BLAST can also be useful to understand functional relationships between sequences and help to
identify close congeners. The protein topologies were predicted using MEMSAT-SVM
Prediction, TMHMM prediction and TMpred server. The MEMSAT algorithm employs
empirically derived topological data, from available membrane proteins [2]. All residues were
assigned to one of five states (inner helix end/middle helix/outer helix end and within cell/out-of-
cell). Statistical propensities were normalized and occurrence of amino acids in each state was
incorporated in five frequency tables [3]. Each residue in a query protein was scored according to
its state of occurring in a series of dynamically generated models and highest scoring topologies
represent the global optimum models.

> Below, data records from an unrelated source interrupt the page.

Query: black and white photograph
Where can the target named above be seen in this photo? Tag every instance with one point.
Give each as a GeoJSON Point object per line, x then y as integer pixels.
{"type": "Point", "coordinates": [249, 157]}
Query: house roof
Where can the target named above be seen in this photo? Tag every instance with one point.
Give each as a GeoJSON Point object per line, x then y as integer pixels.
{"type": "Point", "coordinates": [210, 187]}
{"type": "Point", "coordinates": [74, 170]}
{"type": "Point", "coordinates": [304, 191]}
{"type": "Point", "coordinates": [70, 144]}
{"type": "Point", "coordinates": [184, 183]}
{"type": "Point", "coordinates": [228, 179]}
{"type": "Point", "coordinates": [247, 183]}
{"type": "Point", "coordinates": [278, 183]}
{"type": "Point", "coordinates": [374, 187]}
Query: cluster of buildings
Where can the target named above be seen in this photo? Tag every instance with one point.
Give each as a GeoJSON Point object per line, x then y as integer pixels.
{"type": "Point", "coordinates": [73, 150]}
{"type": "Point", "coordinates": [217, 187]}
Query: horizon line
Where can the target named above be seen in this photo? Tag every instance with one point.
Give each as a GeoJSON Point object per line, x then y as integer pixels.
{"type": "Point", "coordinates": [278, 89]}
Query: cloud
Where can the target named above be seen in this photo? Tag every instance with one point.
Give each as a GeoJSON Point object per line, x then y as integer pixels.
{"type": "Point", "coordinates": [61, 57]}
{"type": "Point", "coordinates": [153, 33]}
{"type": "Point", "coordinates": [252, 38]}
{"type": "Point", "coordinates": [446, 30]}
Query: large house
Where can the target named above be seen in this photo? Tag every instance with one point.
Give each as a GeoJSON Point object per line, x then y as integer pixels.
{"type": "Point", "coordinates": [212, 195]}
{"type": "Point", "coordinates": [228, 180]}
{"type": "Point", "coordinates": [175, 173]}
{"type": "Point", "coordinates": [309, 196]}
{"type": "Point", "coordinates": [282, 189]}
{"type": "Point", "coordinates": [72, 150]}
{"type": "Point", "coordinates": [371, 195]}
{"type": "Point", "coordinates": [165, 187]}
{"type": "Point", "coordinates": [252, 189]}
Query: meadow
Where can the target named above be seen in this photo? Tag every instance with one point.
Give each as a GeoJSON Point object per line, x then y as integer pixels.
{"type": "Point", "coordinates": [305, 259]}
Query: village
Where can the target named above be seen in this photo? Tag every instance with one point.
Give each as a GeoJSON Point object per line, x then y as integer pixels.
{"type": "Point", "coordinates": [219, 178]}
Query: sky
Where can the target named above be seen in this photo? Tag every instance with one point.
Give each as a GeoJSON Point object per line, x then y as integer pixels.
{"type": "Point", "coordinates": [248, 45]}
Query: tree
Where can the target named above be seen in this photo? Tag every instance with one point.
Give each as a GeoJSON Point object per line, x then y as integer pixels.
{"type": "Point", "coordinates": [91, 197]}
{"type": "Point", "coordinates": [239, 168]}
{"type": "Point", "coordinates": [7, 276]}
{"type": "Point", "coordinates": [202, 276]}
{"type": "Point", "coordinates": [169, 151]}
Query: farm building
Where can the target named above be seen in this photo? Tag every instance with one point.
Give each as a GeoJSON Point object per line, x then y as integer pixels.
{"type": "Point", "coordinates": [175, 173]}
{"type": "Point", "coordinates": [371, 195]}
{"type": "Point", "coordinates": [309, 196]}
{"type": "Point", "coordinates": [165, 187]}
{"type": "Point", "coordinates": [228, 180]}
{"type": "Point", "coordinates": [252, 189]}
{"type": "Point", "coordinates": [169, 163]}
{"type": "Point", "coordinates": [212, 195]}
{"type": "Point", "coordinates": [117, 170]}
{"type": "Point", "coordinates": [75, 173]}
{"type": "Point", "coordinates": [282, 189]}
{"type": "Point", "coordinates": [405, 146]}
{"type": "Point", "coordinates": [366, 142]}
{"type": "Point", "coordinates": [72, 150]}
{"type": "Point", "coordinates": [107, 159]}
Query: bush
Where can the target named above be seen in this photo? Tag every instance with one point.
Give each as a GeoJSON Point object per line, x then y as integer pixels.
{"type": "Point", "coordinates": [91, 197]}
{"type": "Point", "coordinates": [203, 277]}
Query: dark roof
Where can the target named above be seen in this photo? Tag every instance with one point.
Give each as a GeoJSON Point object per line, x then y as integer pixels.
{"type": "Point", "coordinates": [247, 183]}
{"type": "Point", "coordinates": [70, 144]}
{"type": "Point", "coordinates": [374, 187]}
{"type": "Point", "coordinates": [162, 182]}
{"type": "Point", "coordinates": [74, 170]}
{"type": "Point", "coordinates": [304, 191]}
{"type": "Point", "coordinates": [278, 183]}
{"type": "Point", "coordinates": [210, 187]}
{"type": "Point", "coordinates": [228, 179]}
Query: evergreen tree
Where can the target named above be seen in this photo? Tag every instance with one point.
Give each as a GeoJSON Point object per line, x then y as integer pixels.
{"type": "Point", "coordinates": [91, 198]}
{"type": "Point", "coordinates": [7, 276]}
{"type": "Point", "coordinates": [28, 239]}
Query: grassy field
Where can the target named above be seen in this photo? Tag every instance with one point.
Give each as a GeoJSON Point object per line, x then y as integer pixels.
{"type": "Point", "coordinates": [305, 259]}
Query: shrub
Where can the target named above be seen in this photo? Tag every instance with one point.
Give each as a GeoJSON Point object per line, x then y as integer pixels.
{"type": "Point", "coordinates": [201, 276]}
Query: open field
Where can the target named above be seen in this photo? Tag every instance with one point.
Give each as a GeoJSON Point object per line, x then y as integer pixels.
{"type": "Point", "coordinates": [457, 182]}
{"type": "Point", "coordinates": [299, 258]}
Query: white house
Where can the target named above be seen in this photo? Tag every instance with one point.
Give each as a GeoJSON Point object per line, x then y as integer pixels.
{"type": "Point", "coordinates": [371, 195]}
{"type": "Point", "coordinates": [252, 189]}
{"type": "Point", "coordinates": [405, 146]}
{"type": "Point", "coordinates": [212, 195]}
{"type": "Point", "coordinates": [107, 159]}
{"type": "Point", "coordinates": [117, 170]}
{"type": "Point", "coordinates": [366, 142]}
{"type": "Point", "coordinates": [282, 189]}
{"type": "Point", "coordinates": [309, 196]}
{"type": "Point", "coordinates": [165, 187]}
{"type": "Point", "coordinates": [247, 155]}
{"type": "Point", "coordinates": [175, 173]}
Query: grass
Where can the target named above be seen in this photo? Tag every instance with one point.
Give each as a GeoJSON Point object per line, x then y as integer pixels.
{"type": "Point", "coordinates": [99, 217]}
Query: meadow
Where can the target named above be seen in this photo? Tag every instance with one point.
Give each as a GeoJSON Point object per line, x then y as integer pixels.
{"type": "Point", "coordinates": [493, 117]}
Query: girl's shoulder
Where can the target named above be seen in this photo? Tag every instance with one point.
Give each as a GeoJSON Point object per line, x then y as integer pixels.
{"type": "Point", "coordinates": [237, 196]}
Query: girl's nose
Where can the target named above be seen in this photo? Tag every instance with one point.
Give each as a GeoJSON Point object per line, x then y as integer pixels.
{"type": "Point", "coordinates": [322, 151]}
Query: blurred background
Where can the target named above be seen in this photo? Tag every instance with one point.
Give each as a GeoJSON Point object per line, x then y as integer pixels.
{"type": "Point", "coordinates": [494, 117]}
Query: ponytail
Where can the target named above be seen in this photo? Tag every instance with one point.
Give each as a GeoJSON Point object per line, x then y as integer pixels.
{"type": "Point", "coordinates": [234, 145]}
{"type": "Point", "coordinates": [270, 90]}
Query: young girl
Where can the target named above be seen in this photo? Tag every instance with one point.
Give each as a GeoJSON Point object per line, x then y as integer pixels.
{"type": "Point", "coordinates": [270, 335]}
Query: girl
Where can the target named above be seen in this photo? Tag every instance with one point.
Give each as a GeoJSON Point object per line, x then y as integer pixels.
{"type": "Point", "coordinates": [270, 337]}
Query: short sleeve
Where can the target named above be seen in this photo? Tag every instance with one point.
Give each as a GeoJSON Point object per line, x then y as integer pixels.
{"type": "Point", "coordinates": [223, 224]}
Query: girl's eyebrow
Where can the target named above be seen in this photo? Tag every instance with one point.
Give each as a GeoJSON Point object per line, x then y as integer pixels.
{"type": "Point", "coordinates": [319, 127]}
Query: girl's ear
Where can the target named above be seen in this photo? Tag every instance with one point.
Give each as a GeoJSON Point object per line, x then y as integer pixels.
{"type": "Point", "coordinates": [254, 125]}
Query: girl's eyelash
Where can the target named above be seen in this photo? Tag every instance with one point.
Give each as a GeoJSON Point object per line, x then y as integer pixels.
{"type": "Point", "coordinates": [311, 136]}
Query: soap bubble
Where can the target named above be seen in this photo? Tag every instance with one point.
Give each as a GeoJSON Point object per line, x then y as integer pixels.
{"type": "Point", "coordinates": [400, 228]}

The primary sequence alignment was taken from BlastP
sequence alignment of TRH-R1 with amino acid sequence of the 2VT4 (turkey beta1 adrenergic
receptor) crystal structure using the Blosum62 substitution matrix. The manual sequence
alignment was done to maintain the topology of TRH-R1 with respect to the 2VT4 crystal
structure. Previously reported and validated interacting amino acids such as Cys98, Tyr106,
Asn110, Cys179, Tyr181, Lys182, Tyr282, Asn289, Phe296, Glu298 and Arg306 were defined
as anchor groups [4]. The gaps between amino acid sequences within helical regions were moved
to loop regions by shifting the sequence towards the next anchor group. No gaps were allowed in
the helical regions to maintain the alpha-helical secondary structure for these domains.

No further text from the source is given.